OSM Sci
This is environment used for running statistical analysis on an openstreet planet data file.
It is only supported on Linux running docker. You will need to have at least 64 GB of ram. It has been tested on a 32 thread machine but it should be able to work with less.
Prequisites
Download the planet file
wget https://planet.openstreetmap.org/pbf/planet-latest.osm.pbf
Build osm2orc fork that adds tile location for nodes
git clone https://github.com/tlpinney/osm2orc
cd osm2orc
./gradlew distTar
cd build/distributions
tar xf osm2orc-1.0-SNAPSHOT.tar
cd osm2orc-1.0-SNAPSHOT/bin
Convert the planet file to an orc format
./osm2orc planet-latest.osm.pbf planet-latest.osm.orc
Build the osmsci docker image
Install docker if you don't have it
cd osmsci
docker build -t osmsci .
Initialize the osmsci docker data volume
This will wipe out any data if it was run previously
rm -rf tank && mkdir tank
docker run -v $PWD/tank:/tank -v $PWD/initialize.sh:/initialize.sh:ro --entrypoint=/initialize.sh osmsci
Run the presto instance
docker run --rm --name osmsci -p 8080:8080 -p 14000:14000 -v $PWD/tank:/tank -v $PWD/entrypoint.sh:/entrypoint.sh:ro --entrypoint=/entrypoint.sh osmsci
Upload the planet orc file to the presto instance
curl -i -X PUT "http://127.0.0.1:14000/webhdfs/v1/user/root/planet-latest.osm.fixedtile.orc?op=CREATE&overwrite=true&user.name=root"
curl -i -X PUT -H "Content-Type: application/octet-stream" -T ../planet-latest.osm.fixedtile.orc "http://127.0.0.1:14000/webhdfs/v1/user/root/planet-latest.osm.fixedtile.orc?op=CREATE&data=true&user.name=root&overwrite=true"
Create the hive external table to use with presto
Start the hive console
docker exec -i -t osmsci /apache-hive-3.1.1-bin/bin/hive
Run the following in the hive console to create the external table
CREATE EXTERNAL TABLE planet (
id BIGINT,
type STRING,
tags MAP<STRING,STRING>,
lat DECIMAL(9,7),
lon DECIMAL(10,7),
nds ARRAY<STRUCT<ref: BIGINT>>,
members ARRAY<STRUCT<type: STRING, ref: BIGINT, role: STRING>>,
changeset BIGINT,
`timestamp` TIMESTAMP,
uid BIGINT,
`user` STRING,
version BIGINT,
visible BOOLEAN,
tile BIGINT
)
STORED AS ORCFILE
LOCATION '/user/root/';
Presto
You will want to install the client version of presto to access the service from commandline for debugging purposes. This requires java to be installed.

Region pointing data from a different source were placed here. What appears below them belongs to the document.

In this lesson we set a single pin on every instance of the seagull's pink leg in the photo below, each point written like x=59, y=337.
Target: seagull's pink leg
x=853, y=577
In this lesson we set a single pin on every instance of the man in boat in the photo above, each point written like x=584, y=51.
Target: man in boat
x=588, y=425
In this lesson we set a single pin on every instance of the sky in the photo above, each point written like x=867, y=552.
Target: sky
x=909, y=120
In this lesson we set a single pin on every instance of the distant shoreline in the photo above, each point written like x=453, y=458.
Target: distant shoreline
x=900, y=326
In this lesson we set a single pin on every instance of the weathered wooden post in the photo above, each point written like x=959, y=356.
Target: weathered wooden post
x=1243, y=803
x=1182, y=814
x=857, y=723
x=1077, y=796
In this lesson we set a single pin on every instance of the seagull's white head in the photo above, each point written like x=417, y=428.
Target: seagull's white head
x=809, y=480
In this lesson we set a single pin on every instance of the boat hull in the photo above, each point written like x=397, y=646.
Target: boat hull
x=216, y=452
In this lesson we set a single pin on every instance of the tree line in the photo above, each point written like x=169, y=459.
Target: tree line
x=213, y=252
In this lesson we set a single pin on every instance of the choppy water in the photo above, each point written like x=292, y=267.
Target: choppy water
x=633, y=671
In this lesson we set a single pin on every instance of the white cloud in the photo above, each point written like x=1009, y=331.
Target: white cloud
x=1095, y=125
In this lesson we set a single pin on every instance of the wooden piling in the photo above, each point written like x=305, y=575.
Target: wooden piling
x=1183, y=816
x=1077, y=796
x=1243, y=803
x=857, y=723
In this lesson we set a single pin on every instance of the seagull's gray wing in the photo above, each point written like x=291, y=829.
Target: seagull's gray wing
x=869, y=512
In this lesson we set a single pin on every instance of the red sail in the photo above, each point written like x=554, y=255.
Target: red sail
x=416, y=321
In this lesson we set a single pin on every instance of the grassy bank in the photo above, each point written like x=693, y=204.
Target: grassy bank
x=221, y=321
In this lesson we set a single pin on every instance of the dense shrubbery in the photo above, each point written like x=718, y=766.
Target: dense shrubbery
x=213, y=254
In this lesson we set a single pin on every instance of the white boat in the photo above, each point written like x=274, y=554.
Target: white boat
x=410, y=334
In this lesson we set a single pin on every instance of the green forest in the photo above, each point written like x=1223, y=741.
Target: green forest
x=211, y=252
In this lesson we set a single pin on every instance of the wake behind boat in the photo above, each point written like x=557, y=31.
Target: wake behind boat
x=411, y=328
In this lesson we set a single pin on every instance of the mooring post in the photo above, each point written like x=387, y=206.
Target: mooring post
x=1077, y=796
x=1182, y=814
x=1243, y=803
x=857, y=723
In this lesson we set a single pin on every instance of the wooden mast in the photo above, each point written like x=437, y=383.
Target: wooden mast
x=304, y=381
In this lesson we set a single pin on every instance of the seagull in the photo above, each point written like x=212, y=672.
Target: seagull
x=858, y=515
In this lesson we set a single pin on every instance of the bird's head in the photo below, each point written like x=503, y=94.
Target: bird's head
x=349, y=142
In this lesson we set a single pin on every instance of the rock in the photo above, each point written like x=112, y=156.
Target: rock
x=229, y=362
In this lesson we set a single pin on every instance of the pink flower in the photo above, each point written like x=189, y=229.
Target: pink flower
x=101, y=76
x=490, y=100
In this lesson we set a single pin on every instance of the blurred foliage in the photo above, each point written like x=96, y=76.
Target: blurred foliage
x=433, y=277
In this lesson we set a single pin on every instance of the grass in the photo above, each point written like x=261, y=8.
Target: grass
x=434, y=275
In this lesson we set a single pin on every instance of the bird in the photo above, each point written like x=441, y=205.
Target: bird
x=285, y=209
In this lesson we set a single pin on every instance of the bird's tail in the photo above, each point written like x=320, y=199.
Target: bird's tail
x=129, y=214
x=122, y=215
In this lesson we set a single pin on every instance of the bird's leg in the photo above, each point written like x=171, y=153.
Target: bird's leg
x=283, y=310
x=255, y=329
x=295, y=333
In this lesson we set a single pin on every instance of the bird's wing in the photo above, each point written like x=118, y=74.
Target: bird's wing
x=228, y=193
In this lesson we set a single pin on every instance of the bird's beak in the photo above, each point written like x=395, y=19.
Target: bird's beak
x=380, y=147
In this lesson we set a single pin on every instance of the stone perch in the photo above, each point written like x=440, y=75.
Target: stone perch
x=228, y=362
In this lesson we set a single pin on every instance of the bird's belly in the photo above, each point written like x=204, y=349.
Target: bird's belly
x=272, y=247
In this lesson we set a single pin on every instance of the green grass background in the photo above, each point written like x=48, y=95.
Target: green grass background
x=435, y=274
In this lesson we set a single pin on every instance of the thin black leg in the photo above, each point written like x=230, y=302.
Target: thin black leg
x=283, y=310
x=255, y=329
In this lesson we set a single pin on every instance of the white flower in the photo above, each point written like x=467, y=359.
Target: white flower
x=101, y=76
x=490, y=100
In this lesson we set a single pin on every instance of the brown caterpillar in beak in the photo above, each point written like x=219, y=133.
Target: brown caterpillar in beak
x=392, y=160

wget https://repo1.maven.org/maven2/com/facebook/presto/presto-cli/0.218/presto-cli-0.218-executable.jar
mv presto-cli-0.218-executable.jar presto
chmod +x presto
Test out a query from the host using the presto client
Connect to the presto client
docker exec -i -t osmsci /presto-server-0.218/bin/presto --server localhost:8080 --catalog hive --schema default
Run a query
presto:default> select count(*) from planet;
_col0
------------
5524519528
(1 row)
Query 20190428_222559_00009_34sfi, FINISHED, 1 node
Splits: 1,026 total, 1,026 done (100.00%)
0:15 [5.52B rows, 564MB] [380M rows/s, 38.7MB/s]
R-Studio
Install R-Studio
Install packages needed for visualizations
install.packages("DBI")
install.packages("ggmap")
install.packages("maps")
install.packages("RPresto")
install.packages("mapproj")
Load helper functions from osmsci.R
Connect to the Presto service
con <- dbConnect(
RPresto::Presto(),
host='http://localhost',
port=8080,
user=Sys.getenv('USER'),
schema='default',
catalog='hive',
source='planet'
)
Run a density query over the planet
planetd <- densityQuery(con, 'select histogram(tile) from planet where type = \'node\'')
Set up the world map
world <- map_data("world")
Generate density plot of nodes greater than 10000000
ggplot() + geom_polygon(data = world, aes(x=long, y = lat, group = group), fill="grey") + geom_rect(data = noded %>% filter(xtile < 255 & d > 10000000) , aes(xmin=xmin, xmax=xmax, ymin=ymin, ymax=ymax, fill=d)) + coord_map("rectangular", par=c(0))
More examples can be found in viz/osmsci.R